Response to facilities and reservoir changes. Optimizing the field gathering system to achieve low wellhead pressure is a major objective for CBM operations. Typically, because SCADA systems are cost-prohibitive, the only wellhead pressure data that is available is intermittent measurements obtained by operators driving to the well and then manually reporting the pressure readings. This is a very expensive method of collecting data. In addition, it is prone to errors as data is transcribed from system to system, and it still does not provide data trending over time, which would show the effects of facilities and reservoir changes.

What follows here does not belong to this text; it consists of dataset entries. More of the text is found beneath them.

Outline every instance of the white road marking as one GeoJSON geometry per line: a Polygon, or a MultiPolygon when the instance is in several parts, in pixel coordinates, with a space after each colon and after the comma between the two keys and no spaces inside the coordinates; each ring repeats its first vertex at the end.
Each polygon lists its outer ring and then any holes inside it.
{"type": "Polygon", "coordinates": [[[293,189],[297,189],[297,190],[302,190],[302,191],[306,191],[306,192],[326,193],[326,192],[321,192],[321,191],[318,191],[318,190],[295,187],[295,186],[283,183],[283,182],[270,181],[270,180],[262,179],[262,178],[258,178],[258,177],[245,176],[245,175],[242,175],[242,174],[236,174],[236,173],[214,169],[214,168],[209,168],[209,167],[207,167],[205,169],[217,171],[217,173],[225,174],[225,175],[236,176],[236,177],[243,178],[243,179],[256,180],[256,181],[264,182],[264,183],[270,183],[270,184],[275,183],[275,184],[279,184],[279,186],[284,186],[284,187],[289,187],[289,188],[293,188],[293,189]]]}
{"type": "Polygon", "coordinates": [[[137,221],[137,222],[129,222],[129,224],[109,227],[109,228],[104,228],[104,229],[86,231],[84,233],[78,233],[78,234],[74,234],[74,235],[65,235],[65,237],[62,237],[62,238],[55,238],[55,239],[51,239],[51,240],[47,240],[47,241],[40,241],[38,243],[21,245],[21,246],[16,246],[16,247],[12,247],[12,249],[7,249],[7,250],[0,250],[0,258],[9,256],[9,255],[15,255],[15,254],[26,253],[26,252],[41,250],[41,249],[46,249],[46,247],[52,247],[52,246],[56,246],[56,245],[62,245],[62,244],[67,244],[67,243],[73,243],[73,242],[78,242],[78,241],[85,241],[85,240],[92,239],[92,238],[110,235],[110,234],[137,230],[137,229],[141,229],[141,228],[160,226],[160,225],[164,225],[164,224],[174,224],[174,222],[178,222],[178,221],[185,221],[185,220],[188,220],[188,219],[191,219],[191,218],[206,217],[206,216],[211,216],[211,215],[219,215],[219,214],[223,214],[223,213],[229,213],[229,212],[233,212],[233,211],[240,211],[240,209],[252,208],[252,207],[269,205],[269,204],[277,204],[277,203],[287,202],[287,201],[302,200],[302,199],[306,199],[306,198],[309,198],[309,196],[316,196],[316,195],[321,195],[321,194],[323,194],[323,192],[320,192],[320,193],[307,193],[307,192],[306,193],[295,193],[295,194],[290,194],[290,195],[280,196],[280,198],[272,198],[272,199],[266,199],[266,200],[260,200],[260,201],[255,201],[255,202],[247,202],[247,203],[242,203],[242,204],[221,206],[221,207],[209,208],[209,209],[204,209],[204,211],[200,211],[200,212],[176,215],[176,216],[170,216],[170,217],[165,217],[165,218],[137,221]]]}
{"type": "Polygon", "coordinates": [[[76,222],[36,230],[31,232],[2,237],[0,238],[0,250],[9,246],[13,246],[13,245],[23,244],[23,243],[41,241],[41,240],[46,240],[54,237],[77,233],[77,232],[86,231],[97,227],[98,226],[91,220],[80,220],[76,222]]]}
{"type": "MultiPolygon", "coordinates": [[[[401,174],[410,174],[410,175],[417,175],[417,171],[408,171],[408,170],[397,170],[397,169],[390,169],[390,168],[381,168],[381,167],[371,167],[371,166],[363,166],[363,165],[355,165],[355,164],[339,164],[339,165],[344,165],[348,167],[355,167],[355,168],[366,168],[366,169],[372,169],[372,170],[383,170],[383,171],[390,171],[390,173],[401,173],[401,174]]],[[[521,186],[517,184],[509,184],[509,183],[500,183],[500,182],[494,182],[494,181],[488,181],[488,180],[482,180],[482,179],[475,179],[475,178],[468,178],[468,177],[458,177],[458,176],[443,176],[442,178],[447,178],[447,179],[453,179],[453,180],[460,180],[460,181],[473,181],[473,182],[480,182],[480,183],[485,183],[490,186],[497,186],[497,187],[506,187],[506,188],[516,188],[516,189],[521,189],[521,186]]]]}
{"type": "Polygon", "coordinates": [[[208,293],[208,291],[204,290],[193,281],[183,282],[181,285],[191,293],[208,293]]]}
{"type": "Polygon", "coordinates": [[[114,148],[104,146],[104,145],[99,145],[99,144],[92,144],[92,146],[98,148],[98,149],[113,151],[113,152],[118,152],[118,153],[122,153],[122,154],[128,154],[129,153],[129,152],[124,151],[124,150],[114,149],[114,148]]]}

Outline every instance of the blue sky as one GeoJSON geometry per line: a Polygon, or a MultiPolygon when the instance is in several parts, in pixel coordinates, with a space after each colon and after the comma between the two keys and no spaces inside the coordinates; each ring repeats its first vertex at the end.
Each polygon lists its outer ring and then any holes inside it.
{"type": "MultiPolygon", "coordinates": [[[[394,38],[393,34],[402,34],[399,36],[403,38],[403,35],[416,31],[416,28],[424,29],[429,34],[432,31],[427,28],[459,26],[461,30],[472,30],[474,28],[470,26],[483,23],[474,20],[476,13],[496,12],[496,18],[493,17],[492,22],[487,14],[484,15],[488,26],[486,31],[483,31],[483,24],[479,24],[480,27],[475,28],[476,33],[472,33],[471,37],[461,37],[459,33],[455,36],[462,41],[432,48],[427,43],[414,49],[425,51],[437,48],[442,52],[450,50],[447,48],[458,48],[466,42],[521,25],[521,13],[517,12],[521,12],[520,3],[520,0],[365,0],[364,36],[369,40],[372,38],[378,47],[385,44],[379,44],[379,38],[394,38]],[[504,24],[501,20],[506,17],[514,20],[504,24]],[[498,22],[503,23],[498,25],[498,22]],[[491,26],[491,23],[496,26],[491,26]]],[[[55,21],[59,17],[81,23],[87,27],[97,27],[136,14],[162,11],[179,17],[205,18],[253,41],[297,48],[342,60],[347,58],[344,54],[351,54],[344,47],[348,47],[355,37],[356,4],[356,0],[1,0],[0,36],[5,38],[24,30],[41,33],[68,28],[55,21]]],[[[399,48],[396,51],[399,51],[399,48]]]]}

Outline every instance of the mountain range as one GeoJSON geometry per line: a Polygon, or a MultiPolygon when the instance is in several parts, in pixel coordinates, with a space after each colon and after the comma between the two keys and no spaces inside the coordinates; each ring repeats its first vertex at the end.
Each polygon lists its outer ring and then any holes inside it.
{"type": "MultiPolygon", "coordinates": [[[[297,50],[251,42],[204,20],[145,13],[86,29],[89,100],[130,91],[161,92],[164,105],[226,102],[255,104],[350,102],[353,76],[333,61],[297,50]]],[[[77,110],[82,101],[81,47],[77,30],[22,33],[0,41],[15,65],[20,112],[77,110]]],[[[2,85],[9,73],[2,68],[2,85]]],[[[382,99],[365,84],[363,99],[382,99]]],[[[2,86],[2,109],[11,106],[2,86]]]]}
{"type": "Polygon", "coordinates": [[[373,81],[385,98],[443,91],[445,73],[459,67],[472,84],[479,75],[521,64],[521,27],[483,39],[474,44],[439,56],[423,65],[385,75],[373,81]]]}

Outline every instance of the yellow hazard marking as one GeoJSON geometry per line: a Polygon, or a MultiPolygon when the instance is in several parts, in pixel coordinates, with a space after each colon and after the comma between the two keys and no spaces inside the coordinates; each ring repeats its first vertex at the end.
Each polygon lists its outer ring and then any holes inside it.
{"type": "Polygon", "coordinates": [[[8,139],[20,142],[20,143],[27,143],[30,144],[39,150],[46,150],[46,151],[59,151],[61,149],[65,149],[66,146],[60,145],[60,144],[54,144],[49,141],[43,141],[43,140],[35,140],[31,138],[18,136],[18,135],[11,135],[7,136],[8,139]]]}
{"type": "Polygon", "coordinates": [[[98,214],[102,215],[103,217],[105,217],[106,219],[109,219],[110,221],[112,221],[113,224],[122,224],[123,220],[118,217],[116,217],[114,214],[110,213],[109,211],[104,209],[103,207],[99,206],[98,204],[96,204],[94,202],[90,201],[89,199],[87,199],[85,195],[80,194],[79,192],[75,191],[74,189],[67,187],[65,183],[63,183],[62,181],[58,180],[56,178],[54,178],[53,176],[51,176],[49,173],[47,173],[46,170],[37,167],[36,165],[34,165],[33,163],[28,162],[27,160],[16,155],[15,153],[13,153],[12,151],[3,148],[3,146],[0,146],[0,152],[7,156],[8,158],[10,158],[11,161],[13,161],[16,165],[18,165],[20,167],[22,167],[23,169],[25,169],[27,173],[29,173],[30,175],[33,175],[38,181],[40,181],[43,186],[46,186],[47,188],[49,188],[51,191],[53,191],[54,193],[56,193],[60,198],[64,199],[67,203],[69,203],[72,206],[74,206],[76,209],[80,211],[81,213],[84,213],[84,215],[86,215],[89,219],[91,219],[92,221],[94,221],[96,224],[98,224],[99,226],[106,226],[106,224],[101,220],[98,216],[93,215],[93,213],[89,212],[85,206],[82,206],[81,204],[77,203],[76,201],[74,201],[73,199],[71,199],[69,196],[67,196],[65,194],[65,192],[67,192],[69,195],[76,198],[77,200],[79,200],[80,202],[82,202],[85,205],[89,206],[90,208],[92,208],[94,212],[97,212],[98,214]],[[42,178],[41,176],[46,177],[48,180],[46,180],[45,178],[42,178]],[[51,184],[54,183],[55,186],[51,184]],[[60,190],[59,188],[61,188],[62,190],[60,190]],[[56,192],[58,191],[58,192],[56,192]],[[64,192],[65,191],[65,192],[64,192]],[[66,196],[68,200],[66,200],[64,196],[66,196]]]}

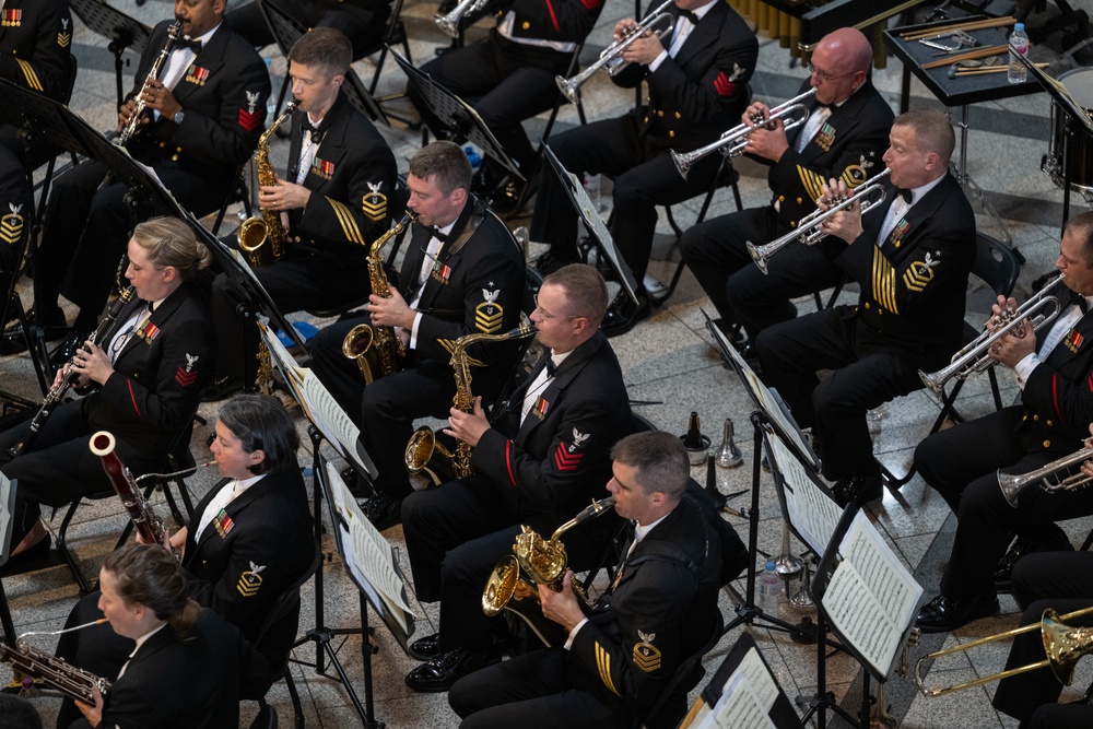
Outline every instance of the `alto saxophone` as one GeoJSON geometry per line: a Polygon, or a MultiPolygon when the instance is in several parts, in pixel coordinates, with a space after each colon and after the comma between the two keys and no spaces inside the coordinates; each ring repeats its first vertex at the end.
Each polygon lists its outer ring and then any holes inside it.
{"type": "Polygon", "coordinates": [[[144,90],[148,89],[148,84],[160,80],[160,72],[163,70],[163,64],[167,62],[167,57],[171,56],[171,51],[175,47],[175,42],[178,40],[178,34],[181,31],[183,24],[179,21],[175,21],[167,26],[167,42],[163,44],[163,50],[152,61],[152,68],[149,69],[148,77],[144,78],[144,84],[140,87],[140,93],[137,94],[137,106],[133,108],[133,115],[129,117],[129,121],[126,122],[125,128],[118,132],[116,142],[119,146],[125,146],[126,142],[141,130],[141,119],[144,118],[144,90]]]}
{"type": "MultiPolygon", "coordinates": [[[[536,584],[546,585],[555,592],[562,591],[562,578],[569,558],[560,538],[577,525],[606,514],[612,506],[613,496],[593,501],[591,506],[555,529],[549,540],[530,527],[521,526],[513,544],[513,554],[502,557],[486,580],[482,590],[482,612],[492,618],[502,610],[509,610],[522,618],[548,647],[564,643],[565,628],[543,616],[536,584]],[[521,568],[531,580],[520,574],[521,568]]],[[[572,587],[581,610],[590,610],[591,601],[584,588],[576,580],[572,587]]]]}
{"type": "MultiPolygon", "coordinates": [[[[298,101],[289,102],[284,114],[279,116],[277,121],[271,124],[270,128],[258,138],[258,148],[255,150],[255,169],[258,174],[259,187],[277,185],[277,173],[273,172],[273,164],[270,162],[270,139],[277,132],[278,127],[292,116],[297,106],[299,106],[298,101]]],[[[247,256],[250,266],[255,268],[269,266],[283,259],[287,244],[284,226],[281,225],[281,215],[268,208],[262,208],[259,212],[261,215],[243,221],[237,236],[239,250],[247,256]]]]}
{"type": "MultiPolygon", "coordinates": [[[[474,396],[471,393],[471,367],[470,355],[467,348],[475,342],[505,342],[510,339],[524,339],[538,331],[530,321],[521,321],[519,327],[509,329],[503,334],[465,334],[456,340],[451,346],[451,360],[449,364],[454,369],[456,378],[456,397],[451,399],[453,405],[463,412],[474,410],[474,396]]],[[[457,442],[456,451],[451,452],[442,444],[436,442],[436,434],[433,428],[423,425],[413,432],[410,442],[407,443],[406,466],[411,473],[419,473],[424,470],[437,484],[451,479],[465,479],[474,473],[471,468],[471,445],[457,442]],[[449,477],[450,478],[446,478],[449,477]]]]}
{"type": "MultiPolygon", "coordinates": [[[[379,251],[391,237],[402,233],[410,223],[416,220],[413,212],[407,211],[398,223],[387,233],[376,238],[368,249],[368,281],[372,293],[381,298],[390,298],[391,292],[387,284],[387,271],[379,251]]],[[[359,324],[342,340],[342,354],[350,360],[356,360],[364,381],[372,384],[377,377],[384,377],[398,371],[399,363],[406,360],[407,345],[395,333],[393,327],[373,327],[359,324]]]]}

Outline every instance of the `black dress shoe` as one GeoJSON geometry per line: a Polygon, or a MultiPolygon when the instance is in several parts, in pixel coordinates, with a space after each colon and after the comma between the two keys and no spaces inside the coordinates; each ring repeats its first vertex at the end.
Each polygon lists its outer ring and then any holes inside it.
{"type": "Polygon", "coordinates": [[[995,568],[995,589],[999,592],[1009,592],[1013,589],[1013,565],[1025,554],[1032,554],[1033,552],[1073,552],[1074,546],[1070,543],[1067,532],[1055,525],[1051,526],[1055,527],[1055,530],[1049,536],[1018,536],[1013,540],[1013,544],[1002,555],[1002,558],[998,561],[998,566],[995,568]]]}
{"type": "Polygon", "coordinates": [[[850,502],[866,504],[884,495],[884,485],[879,473],[862,475],[853,473],[844,475],[831,487],[832,496],[839,507],[845,508],[850,502]]]}
{"type": "Polygon", "coordinates": [[[653,305],[645,294],[637,295],[637,304],[625,291],[620,291],[600,324],[600,330],[606,337],[625,334],[639,321],[644,321],[653,313],[653,305]]]}
{"type": "Polygon", "coordinates": [[[402,502],[387,494],[376,494],[357,502],[361,510],[379,531],[402,524],[402,502]]]}
{"type": "Polygon", "coordinates": [[[434,633],[423,638],[418,638],[410,644],[407,652],[418,660],[430,661],[440,655],[440,634],[434,633]]]}
{"type": "Polygon", "coordinates": [[[915,624],[922,633],[948,633],[996,612],[998,597],[995,595],[965,595],[962,598],[939,595],[922,605],[915,624]]]}
{"type": "Polygon", "coordinates": [[[440,654],[407,673],[407,685],[421,693],[447,691],[459,679],[501,660],[497,651],[471,652],[467,648],[456,648],[440,654]]]}

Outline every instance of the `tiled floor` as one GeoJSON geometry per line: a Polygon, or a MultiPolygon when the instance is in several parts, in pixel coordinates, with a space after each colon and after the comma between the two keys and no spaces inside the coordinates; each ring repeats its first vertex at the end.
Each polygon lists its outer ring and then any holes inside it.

On July 22, 2007, a downstream compressor was shut in at North Twining field, causing production at well 7-10-33-26 to quickly drop to zero. After the compressor came back online on July 30, the well immediately returned to its previous level of production, Fig. 9. Though this compressor shut-in was planned, the example illustrates the ability of the well-monitoring system to act as an “alarm” when downstream facilities go offline or changes occur in the reservoir unexpectedly. The system can also show whether production was fully restored after a reservoir or facilities change is addressed.

Fig. 9

Fig. 9. Displayed wellhead changes at North Twining well 7-10-33-26 during compressor shut-in illustrate the system’s ability to act as an “alarm” when downstream facilities go offline or changes occur in the reservoir unexpectedly.

Cost-effectiveness of wellbore water removal. Well 14-30-32-24 had water cleaned out on July 3, 2007, resulting in a sudden and dramatic increase in production, to an average of 148.3 Mcfd (4.20 Mcmd) from 55.8 Mcfd (1.58 Mcmd). However the increased production lasted only for 10 days, as the well again filled with water, Fig. 10. Based on the flowrate data for the individual well, the operator was able to measure the cost of dewatering the wellbore again against the expected production benefit. As of press time, the operator has not taken action to remove the water from well 14-30-32-24.

Fig. 10

Fig. 10. By monitoring production at North Twining well 14-30-32-24 after water was cleaned out of the well, the operator determined that the probable increase from dewatering the well again did not justify the expenditure.

 

CONCLUSION

The new, low-cost monitoring method for unconventional wells has shown itself to be effective in monitoring wells on a regular basis, and Pengrowth has placed orders for additional systems. Operations personnel plan their daily route after reviewing flowrates, reducing the time spent on site and consequently reducing staffing requirements. Production engineers use the data to plan well cleanouts and monitor performance after intervention. Downtime from such events as a wellbore loading with water can be investigated in a timely fashion, which is especially significant in cases where the wells are operated by third parties. New well performance is closely monitored, and decline analysis is used to plan future development and infrastructure. The individual well monitoring is also beneficial for balancing the gathering system operation when new wells are added from high-permeability sand reservoirs.

The monitoring system has been used by producers in unconventional gas fields to complement their existing (high-accuracy) group metering with cost-effective, field-wide monitoring, so they can see the production from individual wellheads. This wellhead monitoring allows them to optimize service operations, minimize downtime and maximize production volumes. WO 


THE AUTHORS


Steve Conquergood is the chief technical officer of Advanced Flow Technologies and the inventor of the Flow-Net well-monitoring system. Mr. Conquergood’s diverse career includes project management, product design and development, and quality management. He has a mechanical engineering degree and 25 years’ experience specializing in measurement, automation, software and instrumentation.


 

Lawrence Schafers is team lead from Project Engineering at Pengrowth Corp. He is also responsible for pipeline and facility construction related to the company’s coalbed methane program. Mr. Schafers has 15 years’ experience in project engineering and project management. He earned a BSc degree in mechanical engineering at the University of Alberta in 1992.